In Ghosts of Empire: Britain’s Legacies in the Modern World (2012), conservative Parliament member Kwarteng delivered an impressive chronicle of the long-term effects of British colonial rule. This book, about the economics of war and the use and abuse of the gold standard, is a bit less readable, but still informative, for those not well-versed in economic theory.

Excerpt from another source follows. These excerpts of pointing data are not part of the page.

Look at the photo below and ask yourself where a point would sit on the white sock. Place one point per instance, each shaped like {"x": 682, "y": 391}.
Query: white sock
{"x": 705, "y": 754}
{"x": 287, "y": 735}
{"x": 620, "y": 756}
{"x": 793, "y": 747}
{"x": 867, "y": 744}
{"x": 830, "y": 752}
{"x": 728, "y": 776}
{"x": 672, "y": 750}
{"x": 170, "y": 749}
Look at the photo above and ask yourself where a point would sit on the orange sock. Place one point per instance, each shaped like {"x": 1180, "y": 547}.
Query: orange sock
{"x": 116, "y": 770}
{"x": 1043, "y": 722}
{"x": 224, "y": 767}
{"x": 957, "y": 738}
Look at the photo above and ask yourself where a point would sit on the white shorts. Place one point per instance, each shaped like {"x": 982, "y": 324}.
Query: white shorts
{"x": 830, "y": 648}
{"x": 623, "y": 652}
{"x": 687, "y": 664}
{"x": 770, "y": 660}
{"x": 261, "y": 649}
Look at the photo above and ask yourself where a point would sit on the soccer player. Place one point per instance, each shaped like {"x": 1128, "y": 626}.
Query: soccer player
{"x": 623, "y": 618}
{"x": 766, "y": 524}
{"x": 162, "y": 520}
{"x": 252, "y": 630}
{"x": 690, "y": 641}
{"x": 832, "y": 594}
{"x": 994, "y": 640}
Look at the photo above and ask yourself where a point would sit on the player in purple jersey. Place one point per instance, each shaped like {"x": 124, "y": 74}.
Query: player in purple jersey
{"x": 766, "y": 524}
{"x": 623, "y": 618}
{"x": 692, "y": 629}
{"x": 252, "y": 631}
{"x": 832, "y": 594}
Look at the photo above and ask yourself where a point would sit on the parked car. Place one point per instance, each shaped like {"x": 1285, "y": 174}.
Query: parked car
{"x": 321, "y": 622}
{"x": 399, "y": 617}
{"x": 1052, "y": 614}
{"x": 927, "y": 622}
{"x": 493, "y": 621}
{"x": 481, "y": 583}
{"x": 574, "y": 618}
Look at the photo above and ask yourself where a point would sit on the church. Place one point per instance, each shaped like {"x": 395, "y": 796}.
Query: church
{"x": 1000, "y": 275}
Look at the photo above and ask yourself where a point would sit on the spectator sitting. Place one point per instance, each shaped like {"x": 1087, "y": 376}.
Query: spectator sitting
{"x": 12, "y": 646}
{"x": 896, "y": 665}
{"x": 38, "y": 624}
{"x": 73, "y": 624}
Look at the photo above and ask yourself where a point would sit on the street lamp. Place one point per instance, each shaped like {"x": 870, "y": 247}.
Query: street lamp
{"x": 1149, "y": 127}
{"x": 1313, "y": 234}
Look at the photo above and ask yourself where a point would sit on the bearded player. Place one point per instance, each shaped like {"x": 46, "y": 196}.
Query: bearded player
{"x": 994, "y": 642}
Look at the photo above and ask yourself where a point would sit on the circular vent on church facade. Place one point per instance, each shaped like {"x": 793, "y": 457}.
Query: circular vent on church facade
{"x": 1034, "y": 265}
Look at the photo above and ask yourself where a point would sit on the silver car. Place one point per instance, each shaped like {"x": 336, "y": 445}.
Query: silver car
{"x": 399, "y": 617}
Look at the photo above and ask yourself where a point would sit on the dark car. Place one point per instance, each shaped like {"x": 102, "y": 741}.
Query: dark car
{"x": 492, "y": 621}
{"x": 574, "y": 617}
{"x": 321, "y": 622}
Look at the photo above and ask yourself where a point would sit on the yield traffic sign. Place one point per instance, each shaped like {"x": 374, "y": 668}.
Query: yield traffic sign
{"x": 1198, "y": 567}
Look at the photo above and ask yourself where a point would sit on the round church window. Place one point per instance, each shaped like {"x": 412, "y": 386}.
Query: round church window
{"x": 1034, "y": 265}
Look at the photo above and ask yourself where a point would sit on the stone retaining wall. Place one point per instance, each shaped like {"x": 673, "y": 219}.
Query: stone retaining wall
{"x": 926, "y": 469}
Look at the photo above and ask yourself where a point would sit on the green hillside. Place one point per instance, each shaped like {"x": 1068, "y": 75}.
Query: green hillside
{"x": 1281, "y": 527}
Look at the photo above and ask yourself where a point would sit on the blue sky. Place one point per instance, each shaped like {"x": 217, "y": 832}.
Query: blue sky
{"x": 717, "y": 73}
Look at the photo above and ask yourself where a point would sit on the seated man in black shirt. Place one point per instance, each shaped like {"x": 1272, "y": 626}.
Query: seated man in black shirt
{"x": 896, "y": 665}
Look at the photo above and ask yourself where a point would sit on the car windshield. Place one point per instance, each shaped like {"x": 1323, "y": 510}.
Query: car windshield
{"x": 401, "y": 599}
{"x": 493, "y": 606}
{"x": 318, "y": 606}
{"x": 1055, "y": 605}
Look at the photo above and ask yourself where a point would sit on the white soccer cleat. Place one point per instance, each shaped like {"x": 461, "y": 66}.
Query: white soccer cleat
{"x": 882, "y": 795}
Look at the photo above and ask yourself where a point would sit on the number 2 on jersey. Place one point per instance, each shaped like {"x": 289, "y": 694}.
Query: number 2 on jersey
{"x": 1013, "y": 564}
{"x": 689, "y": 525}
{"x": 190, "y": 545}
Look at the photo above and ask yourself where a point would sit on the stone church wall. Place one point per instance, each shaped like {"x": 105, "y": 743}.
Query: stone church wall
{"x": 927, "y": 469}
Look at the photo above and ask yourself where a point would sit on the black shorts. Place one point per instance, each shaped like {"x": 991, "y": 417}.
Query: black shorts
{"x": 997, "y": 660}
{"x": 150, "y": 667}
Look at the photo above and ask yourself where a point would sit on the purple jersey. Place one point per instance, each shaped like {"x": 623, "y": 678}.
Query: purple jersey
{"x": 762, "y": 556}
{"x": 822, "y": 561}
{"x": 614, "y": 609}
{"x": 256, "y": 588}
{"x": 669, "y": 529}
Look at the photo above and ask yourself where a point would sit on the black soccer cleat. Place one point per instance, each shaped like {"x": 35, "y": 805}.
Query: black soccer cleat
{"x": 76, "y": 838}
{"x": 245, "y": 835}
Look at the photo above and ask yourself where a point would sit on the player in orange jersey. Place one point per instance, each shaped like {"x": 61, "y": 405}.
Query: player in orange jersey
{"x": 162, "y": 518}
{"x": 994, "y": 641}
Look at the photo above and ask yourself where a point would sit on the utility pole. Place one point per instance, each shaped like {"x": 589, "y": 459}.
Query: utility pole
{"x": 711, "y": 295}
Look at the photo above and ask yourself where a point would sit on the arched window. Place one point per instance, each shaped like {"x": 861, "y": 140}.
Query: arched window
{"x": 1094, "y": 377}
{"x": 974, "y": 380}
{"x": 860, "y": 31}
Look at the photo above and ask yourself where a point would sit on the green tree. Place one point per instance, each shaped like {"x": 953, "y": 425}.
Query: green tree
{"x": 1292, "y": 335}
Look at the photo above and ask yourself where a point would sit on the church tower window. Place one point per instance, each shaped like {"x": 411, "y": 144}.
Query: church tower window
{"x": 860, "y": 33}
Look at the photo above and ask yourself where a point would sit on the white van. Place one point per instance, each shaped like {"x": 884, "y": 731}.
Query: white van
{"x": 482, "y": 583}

The author easily explains Robert Peel’s theory of balanced budget and sound currency and follows up with Keynes’ theory of borrowing and stimulating the economy. With the advent of 20th-century economics, the picture became more convoluted. The theory that war is the greatest influence on fiscal policy was illustrated beginning with the 17th century and the Habsburg’s perpetual need to fund their imperialism. While vast, the amount of gold and silver coming from their New World holdings was still not enough, so they had to borrow. Gold is the real story here, as Kwarteng traces the gold supply and who has held it, as well as the development of central banks as the lender of last resort. Funding for wars usually came from increased taxes and customs duties, but borrowing was inevitably the major source of capital. Usually, it came down to the country holding the biggest gold reserves. The British dropped the gold standard with the beginning of World War I in 1914, and gold was pegged to the U.S. dollar at the 1944 Bretton Woods conference. That made the dollar convertible to gold, a dangerous situation that forced President Richard Nixon to close the “gold window” in 1971.
Should we return to the gold standard? Has oil taken the place of gold on the world economic stage? Who will be the next big power? Kwarteng does not provide all the answers, but he does give a solid overview of the possibilities.